- Film poster
- Directed by: Denys de La Patellière
- Written by: Denys de La Patellière dialogue Alphonse Boudard
- Based on: novel by Auguste Le Breton
- Produced by: Raymond Danon
- Starring: Jean Gabin George Raft Gert Fröbe Nadja Tiller Mireille Darc
- Cinematography: Walter Wottitz
- Edited by: Claude Durand
- Music by: Georges Garvarentz
- Distributed by: Comacico
- Release date: 1966;
- Running time: 100 minutes
- Country: France
- Language: French
- Box office: 1,983,477 admissions (France)

= The Upper Hand (film) =

The Upper Hand (Du rififi à Paname) is a 1966 French thriller film about gold smuggling based on the novel by Auguste Le Breton and starring Jean Gabin, George Raft and Gert Fröbe.

==Plot==
Paul Berger, known as Paulo les diams, is a smuggler who works with his old friend Walter, an antique dealer married to Irene. Paulo recruits his smugglers from a nightclub with the help of his employees Rene and Lili.

They recruit a man called Mike Coppolano to smuggle, not knowing he is an American secret agent who has gone undercover. Mike is hired as Paulo's bodyguard after saving Paulo's life in a shoot out.

Gangster Giulio kidnaps Irene, and Mike shoots Giulio.
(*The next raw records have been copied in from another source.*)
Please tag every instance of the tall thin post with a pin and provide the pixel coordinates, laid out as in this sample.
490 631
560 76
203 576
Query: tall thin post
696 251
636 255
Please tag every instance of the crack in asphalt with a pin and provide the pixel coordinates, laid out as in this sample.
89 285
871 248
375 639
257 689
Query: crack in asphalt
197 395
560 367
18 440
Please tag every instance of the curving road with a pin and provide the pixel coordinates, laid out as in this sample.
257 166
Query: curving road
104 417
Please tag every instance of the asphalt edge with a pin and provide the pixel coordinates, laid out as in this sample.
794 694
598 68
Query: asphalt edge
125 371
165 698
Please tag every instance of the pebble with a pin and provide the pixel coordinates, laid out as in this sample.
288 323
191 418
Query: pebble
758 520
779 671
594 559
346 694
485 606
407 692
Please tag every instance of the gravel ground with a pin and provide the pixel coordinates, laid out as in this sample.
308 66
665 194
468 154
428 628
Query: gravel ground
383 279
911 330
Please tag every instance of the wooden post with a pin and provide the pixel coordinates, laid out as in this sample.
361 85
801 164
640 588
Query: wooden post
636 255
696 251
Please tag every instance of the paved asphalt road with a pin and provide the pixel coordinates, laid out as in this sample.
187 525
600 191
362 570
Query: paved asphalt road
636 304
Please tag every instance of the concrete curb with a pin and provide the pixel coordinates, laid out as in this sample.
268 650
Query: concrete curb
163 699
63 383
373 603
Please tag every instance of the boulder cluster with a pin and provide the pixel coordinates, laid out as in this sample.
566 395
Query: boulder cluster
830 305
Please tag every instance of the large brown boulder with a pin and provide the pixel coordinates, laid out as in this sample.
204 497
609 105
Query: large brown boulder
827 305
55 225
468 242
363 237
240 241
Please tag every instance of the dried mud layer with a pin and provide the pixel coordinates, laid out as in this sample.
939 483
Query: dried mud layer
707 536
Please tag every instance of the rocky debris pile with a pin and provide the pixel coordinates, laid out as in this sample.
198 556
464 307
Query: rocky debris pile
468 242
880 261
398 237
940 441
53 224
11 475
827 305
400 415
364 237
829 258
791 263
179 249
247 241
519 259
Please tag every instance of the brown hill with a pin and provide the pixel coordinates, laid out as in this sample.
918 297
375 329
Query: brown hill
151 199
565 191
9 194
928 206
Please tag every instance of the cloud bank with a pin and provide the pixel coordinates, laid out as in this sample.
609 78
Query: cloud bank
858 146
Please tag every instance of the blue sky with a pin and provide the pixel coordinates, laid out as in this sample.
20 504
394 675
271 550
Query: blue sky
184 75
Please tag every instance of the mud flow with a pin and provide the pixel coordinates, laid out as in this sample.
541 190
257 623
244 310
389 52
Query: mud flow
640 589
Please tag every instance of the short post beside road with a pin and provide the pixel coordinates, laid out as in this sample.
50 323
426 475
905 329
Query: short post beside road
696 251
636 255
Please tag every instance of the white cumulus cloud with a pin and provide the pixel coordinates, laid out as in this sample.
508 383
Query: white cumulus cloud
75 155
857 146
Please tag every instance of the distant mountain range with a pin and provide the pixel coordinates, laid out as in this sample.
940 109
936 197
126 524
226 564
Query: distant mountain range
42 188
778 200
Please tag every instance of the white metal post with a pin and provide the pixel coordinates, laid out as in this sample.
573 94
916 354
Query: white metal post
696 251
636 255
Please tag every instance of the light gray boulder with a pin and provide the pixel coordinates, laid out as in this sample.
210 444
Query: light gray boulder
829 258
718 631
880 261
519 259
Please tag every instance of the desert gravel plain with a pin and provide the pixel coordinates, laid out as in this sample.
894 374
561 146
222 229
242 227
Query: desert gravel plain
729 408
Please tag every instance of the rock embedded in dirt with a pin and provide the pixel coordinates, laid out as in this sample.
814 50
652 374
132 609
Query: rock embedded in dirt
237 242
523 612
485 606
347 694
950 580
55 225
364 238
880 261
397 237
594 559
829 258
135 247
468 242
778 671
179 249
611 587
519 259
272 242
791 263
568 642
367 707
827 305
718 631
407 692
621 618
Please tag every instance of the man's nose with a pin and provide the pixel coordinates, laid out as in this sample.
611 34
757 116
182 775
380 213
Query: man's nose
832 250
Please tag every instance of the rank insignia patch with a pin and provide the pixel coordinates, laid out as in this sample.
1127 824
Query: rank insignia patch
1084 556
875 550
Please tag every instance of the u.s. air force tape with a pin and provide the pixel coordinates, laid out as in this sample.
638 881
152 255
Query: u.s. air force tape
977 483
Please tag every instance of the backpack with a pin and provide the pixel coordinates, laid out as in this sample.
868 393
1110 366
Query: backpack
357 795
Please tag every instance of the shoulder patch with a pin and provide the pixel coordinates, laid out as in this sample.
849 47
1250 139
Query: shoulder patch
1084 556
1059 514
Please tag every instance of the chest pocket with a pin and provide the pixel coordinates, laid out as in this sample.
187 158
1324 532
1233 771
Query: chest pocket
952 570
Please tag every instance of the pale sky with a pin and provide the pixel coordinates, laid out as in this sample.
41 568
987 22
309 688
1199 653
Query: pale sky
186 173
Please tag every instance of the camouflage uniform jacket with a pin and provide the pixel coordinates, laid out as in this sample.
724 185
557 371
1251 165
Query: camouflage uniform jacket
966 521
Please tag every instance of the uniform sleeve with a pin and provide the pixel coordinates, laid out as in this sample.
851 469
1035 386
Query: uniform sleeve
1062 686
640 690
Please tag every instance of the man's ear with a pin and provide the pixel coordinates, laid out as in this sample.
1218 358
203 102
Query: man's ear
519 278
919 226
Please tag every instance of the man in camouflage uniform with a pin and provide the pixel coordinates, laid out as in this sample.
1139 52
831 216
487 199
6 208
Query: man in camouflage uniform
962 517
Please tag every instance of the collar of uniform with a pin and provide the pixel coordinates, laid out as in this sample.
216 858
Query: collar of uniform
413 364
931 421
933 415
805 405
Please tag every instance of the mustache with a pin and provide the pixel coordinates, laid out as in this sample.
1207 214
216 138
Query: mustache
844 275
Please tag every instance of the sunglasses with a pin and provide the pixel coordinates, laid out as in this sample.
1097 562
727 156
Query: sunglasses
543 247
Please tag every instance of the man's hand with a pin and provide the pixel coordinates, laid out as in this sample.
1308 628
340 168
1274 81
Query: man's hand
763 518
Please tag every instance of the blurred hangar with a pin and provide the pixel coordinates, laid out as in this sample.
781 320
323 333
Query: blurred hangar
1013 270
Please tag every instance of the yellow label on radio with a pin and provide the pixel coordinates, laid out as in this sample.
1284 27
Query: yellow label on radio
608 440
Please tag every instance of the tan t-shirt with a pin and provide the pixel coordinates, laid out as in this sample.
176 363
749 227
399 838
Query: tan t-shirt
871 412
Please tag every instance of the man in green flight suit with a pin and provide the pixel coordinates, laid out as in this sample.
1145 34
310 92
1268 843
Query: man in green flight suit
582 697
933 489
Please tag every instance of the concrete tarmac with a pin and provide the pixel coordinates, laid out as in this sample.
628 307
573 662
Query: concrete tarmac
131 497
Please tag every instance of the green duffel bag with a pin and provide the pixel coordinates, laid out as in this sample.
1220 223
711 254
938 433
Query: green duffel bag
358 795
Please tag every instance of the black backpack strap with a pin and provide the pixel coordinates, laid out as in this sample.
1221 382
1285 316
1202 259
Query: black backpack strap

Walter is killed and Paulo swears to avenge him.

Mafia gangster Binnagio insists Paulo and Mario get along. Mike steals a notebook in which Walter wrote down the flow chart of the arms trade. Paulo sets off a bomb in the middle of a meeting with the mafia.

Paulo and the survivors of the bomb are arrested.

==Cast==
- Jean Gabin 	... 	Paul Berger
- Gert Fröbe 	... 	Walter
- George Raft 	... 	Charles Binnaggio
- Nadja Tiller ... 	Irène
- Claudio Brook 	... 	Mike Coppolano
- Mireille Darc 	... 	Lili Princesse
- Marcel Bozzuffi 	... 	Marque Mal
- Claude Brasseur 	... 	Giulio
- Daniel Ceccaldi 	... 	Commissaire Noël

==Production==
Producer Maurice Jaquin made the film following the success of Tonnerre de Dieu. It as heavily influenced by the current popularity of James Bond and oSS 117 films. The actual star of the movie was Claudio Brook, a Mexican actor who had worked with Luis Buñuel. The filmmakers hoped for an international audience and cast several non French actors including Gert Froebe and George Raft.

==Reception==
The New York Times called it "meandering, stilted and extremely flat melodrama" which "spurts to life towards the end" when Gabin meets George Raft and "the two men lock eyeballs like two king cobras" with "a chilling authenticity".

The film was a moderate success at the French box office.

==The Belgrade terrorist attack==
On July 13, 1968, during the projection of The Upper Hand in the "20. oktobar" cinema in Belgrade, Yugoslavia, a bomb was detonated, killing one person and injuring 89. Croatian Miljenko Hrkać has been convicted of the attack and sentenced to death.